Maybe Artemis will reinvigorate humanity’s interest in what is out there. But at the moment, public enthusiasm for the programme is noticeably lacking – only 38 per cent of Americans think Artemis should proceed while 91 per cent think Nasa should focus on spotting killer asteroids – but perhaps the sight of a human on another world will change that. “Most of the United States has not been paying attention to Nasa’s plans,” says Laura Forczyk, founder of the space analysis firm Astralytica. “But watching a person actually walking on alien soil will, I’m sure, change a lot of minds.”

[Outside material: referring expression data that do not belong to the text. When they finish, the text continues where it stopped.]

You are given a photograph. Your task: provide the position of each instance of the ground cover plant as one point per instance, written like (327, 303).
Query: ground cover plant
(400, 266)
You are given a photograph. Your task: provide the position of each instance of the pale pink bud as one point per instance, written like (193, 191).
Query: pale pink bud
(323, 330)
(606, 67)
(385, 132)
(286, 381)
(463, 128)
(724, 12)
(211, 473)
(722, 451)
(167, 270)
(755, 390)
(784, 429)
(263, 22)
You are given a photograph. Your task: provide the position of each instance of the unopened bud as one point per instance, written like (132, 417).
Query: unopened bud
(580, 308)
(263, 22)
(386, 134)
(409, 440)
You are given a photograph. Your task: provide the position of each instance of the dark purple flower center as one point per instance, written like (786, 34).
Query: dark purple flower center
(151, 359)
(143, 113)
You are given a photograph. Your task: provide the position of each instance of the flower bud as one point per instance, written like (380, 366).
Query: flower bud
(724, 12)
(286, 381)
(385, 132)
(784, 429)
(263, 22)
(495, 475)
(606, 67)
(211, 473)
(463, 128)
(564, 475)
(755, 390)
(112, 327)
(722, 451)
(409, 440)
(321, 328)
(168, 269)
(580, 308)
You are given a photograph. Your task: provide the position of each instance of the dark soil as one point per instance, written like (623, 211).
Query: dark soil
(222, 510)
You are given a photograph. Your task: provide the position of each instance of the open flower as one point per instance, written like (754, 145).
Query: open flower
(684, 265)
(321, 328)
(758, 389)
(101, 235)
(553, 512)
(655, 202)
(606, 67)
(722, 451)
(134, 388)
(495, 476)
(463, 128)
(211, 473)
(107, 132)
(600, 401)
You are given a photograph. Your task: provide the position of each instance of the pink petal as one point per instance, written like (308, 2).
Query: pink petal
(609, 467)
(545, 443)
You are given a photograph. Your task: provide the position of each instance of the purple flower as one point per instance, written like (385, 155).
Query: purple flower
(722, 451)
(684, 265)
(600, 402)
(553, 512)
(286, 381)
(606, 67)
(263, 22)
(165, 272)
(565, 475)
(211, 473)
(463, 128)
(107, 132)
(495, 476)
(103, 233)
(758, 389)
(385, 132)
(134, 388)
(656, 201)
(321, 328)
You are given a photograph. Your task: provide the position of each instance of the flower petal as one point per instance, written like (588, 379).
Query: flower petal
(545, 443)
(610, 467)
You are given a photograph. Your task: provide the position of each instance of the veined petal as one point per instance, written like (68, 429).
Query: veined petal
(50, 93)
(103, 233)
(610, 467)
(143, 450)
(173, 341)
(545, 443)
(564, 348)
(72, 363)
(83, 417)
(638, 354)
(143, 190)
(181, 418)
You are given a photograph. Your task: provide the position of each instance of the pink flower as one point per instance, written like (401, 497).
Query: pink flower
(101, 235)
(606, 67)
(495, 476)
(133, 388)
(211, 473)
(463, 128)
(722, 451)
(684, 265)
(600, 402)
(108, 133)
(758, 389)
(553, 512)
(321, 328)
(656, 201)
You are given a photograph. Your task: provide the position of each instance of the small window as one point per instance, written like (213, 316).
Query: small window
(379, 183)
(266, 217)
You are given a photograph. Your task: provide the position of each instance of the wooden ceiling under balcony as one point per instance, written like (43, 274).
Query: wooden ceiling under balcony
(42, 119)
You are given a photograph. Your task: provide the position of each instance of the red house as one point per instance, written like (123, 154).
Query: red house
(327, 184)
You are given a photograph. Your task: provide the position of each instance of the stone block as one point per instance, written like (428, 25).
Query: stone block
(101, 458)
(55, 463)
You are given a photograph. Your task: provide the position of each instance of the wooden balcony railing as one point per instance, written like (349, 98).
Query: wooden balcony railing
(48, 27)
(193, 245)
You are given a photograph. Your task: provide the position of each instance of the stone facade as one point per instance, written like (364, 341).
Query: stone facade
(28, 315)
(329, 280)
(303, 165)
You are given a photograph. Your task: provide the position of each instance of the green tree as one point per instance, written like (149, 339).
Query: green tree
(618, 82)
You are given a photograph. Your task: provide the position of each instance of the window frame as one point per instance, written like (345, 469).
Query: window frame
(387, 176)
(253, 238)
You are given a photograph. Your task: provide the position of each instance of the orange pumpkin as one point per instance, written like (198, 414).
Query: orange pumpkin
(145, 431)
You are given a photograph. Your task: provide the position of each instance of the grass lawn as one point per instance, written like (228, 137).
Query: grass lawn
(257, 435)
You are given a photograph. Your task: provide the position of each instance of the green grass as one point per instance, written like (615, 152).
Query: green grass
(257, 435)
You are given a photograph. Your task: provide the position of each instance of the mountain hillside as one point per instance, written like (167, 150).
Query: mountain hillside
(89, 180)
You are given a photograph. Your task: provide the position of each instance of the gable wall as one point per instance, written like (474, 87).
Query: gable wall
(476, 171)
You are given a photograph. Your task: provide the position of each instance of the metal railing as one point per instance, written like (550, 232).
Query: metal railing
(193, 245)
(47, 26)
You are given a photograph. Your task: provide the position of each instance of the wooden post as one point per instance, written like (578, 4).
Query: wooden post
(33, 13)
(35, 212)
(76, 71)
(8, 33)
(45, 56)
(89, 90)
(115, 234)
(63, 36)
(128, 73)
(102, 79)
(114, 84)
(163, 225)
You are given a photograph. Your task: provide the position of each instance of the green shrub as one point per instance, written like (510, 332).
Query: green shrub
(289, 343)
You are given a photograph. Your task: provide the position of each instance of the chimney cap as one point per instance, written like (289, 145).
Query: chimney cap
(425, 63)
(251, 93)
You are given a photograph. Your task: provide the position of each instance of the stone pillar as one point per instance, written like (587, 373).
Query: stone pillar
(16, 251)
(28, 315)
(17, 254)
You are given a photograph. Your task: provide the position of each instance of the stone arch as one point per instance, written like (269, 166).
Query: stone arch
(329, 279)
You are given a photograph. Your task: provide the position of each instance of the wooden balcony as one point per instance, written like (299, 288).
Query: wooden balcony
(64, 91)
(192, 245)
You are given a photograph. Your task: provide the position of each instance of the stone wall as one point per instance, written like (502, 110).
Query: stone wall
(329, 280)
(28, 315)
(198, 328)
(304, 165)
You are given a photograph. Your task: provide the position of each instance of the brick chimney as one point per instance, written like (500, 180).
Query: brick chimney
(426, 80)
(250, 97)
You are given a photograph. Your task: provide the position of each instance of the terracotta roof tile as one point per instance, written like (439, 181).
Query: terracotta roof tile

As Eugene Cernan knew only too well, the human factor makes a big difference. Send a robot into space and the world barely raises an eyebrow, but putting a human onto the moon or maybe Mars? Then you’ve got a story to tell. Judging by his final words from Apollo 17’s landing site at Taurus-Littrow, it’s clear Cernan did not expect half a century to pass before humans returned. He predicted that it would “not be too long into the future”. He also expected humans to have landed on Mars by the end of the 20th century.
One day, however, Cernan’s “record” as the last person on the moon will be expunged. There can only be one first man on the moon – Neil Armstrong’s place in history is assured – but “last man” is a moveable goalpost. Eugene Cernan’s name will eventually be replaced. By the time the 60th anniversary of Apollo 17 rolls around it seems more certain than ever that we’ll be looking at a new “last human”.